Which brings us to (working title) Brewing the World's Classic Styles; Advice From the Professionals (Storey). [Update. new title, The Secrets of Master Brewers] I've been partnering with some of my favorite breweries from around the world to discuss the way they brew classic beers. Brewers like:
- John Boyle at Mighty Oak (mild)
- Hans-Peter Drexler at Schneider (weissbier)
- John Keeling at Fuller's (strong bitter)
- Phil Leinhart at Ommegang (witbier)
- Peter Mosley at Porterhouse (Irish stout)
- Matthias Richter at Bayerischer Bahnhof (gose)
- Daniel Thiriez at Thiriez (rustic French ales)
- Ben Edmunds at Breakside (hoppy American ales)
Each chapter will contain an overview of the style and brewing tradition.
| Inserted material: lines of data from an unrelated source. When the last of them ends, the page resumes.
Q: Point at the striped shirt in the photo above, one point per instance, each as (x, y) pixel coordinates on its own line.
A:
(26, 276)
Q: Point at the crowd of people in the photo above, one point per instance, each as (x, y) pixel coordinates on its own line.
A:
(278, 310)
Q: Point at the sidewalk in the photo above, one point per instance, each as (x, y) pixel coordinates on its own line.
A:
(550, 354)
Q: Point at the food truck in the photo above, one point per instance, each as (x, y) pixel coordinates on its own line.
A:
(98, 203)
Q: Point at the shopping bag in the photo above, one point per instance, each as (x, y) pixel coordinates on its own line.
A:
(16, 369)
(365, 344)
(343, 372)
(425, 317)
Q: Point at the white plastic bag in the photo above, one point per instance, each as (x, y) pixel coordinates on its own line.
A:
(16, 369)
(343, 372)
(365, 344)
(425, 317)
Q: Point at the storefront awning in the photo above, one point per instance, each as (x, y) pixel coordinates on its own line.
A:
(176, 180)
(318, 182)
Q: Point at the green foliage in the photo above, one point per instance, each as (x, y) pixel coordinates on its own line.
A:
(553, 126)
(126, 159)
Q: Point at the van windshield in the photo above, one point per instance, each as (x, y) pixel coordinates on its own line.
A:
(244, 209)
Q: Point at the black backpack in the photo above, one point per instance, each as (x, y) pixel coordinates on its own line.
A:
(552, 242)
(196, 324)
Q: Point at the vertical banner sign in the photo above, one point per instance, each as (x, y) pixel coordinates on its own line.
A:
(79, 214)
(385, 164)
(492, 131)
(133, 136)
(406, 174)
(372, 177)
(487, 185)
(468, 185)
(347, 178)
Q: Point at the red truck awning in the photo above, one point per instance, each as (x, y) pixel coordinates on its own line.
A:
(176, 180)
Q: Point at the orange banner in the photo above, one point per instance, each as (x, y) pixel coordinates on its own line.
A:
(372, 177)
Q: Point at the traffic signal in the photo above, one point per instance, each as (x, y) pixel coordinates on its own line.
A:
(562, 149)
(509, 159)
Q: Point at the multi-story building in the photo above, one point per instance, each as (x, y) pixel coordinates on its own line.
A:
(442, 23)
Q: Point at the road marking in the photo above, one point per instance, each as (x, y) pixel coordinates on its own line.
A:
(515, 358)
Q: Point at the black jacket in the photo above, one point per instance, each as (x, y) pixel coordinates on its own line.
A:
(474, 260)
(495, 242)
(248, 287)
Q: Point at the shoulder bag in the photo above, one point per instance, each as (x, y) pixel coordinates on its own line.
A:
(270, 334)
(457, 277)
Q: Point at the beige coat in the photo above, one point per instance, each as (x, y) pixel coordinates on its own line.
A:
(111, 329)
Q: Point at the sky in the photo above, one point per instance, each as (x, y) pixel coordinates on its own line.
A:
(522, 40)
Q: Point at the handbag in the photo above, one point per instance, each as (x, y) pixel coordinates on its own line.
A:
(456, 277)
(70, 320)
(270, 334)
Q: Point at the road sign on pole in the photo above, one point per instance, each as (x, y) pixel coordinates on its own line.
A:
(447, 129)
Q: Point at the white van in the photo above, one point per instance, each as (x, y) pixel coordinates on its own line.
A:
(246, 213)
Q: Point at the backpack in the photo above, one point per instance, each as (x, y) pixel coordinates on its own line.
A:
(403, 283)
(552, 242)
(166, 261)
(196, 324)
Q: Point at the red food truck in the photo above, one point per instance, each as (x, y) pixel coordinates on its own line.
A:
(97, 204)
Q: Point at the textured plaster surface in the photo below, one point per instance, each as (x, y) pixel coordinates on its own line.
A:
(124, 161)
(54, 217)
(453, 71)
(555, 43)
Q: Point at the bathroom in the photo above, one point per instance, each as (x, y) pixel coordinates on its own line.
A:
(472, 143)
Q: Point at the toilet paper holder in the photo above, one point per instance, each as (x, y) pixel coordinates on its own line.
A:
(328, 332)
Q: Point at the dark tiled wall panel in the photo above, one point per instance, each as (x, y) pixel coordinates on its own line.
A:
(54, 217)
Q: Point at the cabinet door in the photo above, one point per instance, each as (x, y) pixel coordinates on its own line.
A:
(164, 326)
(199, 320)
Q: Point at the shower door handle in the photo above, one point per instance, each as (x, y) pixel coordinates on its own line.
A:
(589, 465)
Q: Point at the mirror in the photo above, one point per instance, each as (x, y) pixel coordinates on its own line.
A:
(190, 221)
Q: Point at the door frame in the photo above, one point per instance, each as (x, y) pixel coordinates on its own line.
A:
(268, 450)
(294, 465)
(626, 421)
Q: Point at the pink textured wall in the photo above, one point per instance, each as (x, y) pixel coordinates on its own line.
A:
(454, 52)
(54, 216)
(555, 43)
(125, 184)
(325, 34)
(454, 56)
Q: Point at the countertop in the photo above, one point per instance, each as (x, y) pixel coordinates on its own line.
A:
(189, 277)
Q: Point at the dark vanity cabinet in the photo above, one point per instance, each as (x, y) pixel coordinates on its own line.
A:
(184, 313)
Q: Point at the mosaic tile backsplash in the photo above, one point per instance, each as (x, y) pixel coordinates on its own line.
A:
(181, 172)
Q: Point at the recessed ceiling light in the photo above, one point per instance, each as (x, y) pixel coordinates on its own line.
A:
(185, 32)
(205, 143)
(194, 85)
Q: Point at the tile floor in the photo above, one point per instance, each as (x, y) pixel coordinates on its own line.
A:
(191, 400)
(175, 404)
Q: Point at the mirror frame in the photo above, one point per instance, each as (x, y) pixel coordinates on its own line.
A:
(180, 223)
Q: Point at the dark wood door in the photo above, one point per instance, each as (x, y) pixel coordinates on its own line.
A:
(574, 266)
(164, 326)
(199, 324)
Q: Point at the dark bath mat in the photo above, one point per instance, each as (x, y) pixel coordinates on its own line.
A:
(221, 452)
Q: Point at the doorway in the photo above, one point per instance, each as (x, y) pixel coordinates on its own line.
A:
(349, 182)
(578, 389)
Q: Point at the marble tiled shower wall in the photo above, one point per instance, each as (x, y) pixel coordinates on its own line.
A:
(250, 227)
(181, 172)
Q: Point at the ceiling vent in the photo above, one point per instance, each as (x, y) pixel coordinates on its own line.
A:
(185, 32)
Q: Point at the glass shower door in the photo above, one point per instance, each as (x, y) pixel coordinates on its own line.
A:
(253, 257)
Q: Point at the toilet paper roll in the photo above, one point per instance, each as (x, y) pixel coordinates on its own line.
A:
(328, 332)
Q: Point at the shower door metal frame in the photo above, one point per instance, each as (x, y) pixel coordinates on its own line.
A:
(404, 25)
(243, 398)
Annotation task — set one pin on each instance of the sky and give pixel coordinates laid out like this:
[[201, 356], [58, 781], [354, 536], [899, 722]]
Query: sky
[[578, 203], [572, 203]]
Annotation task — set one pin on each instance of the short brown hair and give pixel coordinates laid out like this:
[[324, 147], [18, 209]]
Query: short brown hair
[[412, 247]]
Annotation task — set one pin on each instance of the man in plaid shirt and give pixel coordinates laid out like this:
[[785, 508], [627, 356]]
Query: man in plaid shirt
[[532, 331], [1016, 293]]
It will include basic instructions for ingredients and formulation of a typical recipe (not necessarily the brewery's own), with "next steps" for how to riff on the theme, and "deep cuts" for the truly avid homebrewer (parti-gyle brewing, making your own invert sugar, home casking, open fermentation, kettle souring, and so on). In many chapters I've got advice from other brewers that make these kinds of beers as well, so the overall effect--I hope--will be like having a resource library of the techniques of the world's great brewers.
|Beer ethnography in action at Samuel Smith's in Tadcaster.|
I've already kicked off "Science Lab Fridays," wherein I test out some of these techniques so I can write sensibly about them. (You'll be very delighted to learn I'm not pretending to be a master homebrewer--I'm more like a beer ethnographer.) It's already been quite a blast, and I've learned a ton. I hope that when it's done, you will, too.
No doubt I'll reference this over the coming months. It's due December 1, and I've got a book tour starting sometime in August, so I'll be cranking away especially through the next quarter-year.